Kapıyı neşeli bir şekilde açan biyoloji öğretmenimizin sınıfa selam vermesinin ardından;
"Bay Denyford, ödev arkadaşım ödevimizi evde unutmuş da, arabamla gidip hemen alıp gelsek diyordum? Lütfen kusura bakmayın ve onun salaklığına verin." dedi.
Tam bir şeyler söylemek için ağzımı açtığım sırada Bay Denyford;
"Pekala Bay Mendes, yalnız lütfen çabuk olun." dedi.
"Merak etmeyin, işimizi hemen halledip döneceğiz." derken suratıma imalı imalı bakması midemi çalkalamıştı.
*****
Hızla evine doğru sürerken ödevi unutması ve bu da yetmiyormuş gibi suçu benim üstüme atmasıyla ilgili aralıksız söyleniyordum.
Tanrı şahidim olsun ki eve gidip ödevi alıp sonra tekrar okula dönene kadar susmazdım -tabi evindeyken ağzım dolu olmazsa- fakat nerden çıkardığını anlamadığım bir şekilde ödev dosyasını kucağıma fırlatması beni susturmuştu.

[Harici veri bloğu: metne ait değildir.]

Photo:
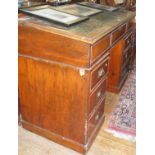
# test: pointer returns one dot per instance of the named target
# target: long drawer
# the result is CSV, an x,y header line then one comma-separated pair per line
x,y
100,47
118,33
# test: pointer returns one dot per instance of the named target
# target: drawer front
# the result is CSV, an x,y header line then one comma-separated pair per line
x,y
99,72
118,33
127,55
131,24
96,96
100,47
95,119
128,41
125,70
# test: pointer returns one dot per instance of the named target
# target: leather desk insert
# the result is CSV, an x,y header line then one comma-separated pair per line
x,y
63,75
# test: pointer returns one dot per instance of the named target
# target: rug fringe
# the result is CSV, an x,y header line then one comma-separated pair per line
x,y
121,135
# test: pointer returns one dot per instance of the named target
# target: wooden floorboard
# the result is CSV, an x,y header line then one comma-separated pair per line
x,y
104,144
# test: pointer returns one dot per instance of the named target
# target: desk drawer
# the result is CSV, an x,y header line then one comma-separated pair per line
x,y
128,41
99,72
127,55
100,47
118,33
131,24
96,96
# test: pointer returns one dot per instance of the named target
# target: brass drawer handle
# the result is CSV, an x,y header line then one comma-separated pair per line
x,y
99,94
128,42
97,117
101,72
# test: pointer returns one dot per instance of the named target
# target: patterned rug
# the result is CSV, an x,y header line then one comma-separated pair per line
x,y
123,120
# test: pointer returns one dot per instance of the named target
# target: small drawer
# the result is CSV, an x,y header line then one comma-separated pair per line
x,y
125,70
99,72
96,96
128,41
100,47
127,55
95,119
118,33
131,24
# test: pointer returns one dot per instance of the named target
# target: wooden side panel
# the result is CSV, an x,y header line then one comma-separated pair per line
x,y
38,43
114,69
53,97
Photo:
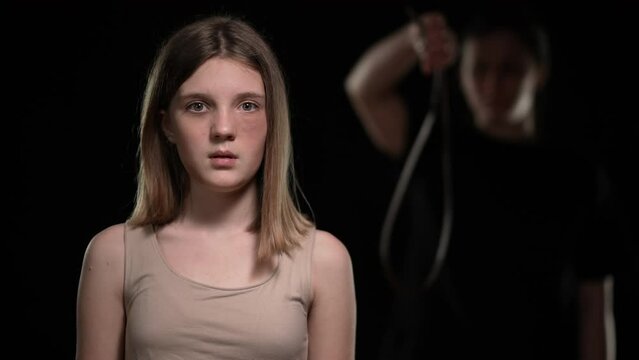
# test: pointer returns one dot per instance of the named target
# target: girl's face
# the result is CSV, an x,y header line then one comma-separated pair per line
x,y
217,121
499,78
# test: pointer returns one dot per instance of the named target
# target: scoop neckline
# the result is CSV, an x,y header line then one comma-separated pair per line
x,y
167,265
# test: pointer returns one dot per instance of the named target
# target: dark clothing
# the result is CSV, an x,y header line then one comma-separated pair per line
x,y
523,235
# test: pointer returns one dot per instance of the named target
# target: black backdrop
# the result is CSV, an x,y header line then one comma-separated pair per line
x,y
76,72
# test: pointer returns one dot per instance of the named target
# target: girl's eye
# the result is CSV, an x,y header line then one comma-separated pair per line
x,y
196,107
248,106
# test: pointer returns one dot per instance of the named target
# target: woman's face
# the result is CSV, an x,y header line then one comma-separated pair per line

Ben aptal aptal bir ödev dosyasına bir de yalamak istediğim o surata -beni yargılamayın- bakarken, ciddi bir şekilde yola bakıyordu.
"Bu da neydi şimdi?"
Ciddiyetini dudağının kenarındaki arsız gülümseme bozdu.
"Başından beri istediğin şey."
Bundan kastının ödev olmadığına adım gibi emindim.